Pagi itu, sekitar pukul sembilan, saya menyusuri wilayah selatan Kampus Unija Sumenep. Tujuannya jelas: memantau langsung dampak banjir yang melanda Desa Patean, Kecamatan Batuan, beberapa waktu lalu.
Air tergenang tinggi, lahan pertanian tak luput dari genangan, bahkan beberapa rumah warga sudah kemasukan air. Ketika itu, saya bertemu rombongan dari Baznas Sumenep yang tengah bersiap membagikan nasi bungkus ke sejumlah RT terdampak. Tanpa ragu, saya menawarkan diri untuk ikut serta, sekaligus menjadikan momen itu sebagai kesempatan liputan lebih dekat.

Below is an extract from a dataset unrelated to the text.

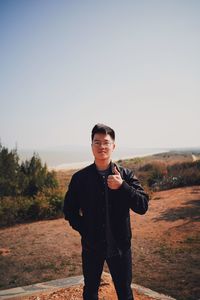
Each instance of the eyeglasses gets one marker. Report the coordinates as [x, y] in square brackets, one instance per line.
[105, 144]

Dengan sepeda motor, kami menerobos banjir. Air cukup dalam, kendaraan nyaris mogok. Saya sempat berbincang dengan salah satu warga. Ia bercerita, air sudah masuk sejak malam sebelumnya. Mereka tidur di atas kursi karena kamar tidur pun tak luput dari genangan.
Perjalanan berlanjut, hujan kembali turun. Sepeda motor sempat mogok karena kemasukan air, namun bisa saya hidupkan lagi. Dengan satu tangan membawa nasi bungkus, satu lagi menggenggam ponsel, saya melangkah menuju salah satu rumah warga.
Namun naas, saya tidak melihat ada selokan yang tertutup air. Saya terperosok masuk ke dalamnya—dalam hingga se-leher. Meski tubuh basah kuyup, saya bersyukur nasi bungkus dan ponsel masih bisa saya selamatkan.
Liputan ini bukan hanya soal berita. Tapi juga tentang bagaimana menyelami langsung kehidupan warga yang terdampak, merasakan apa yang mereka rasakan. Kadang, untuk mendapatkan cerita terbaik, jurnalis harus rela masuk lumpur—secara harfiah.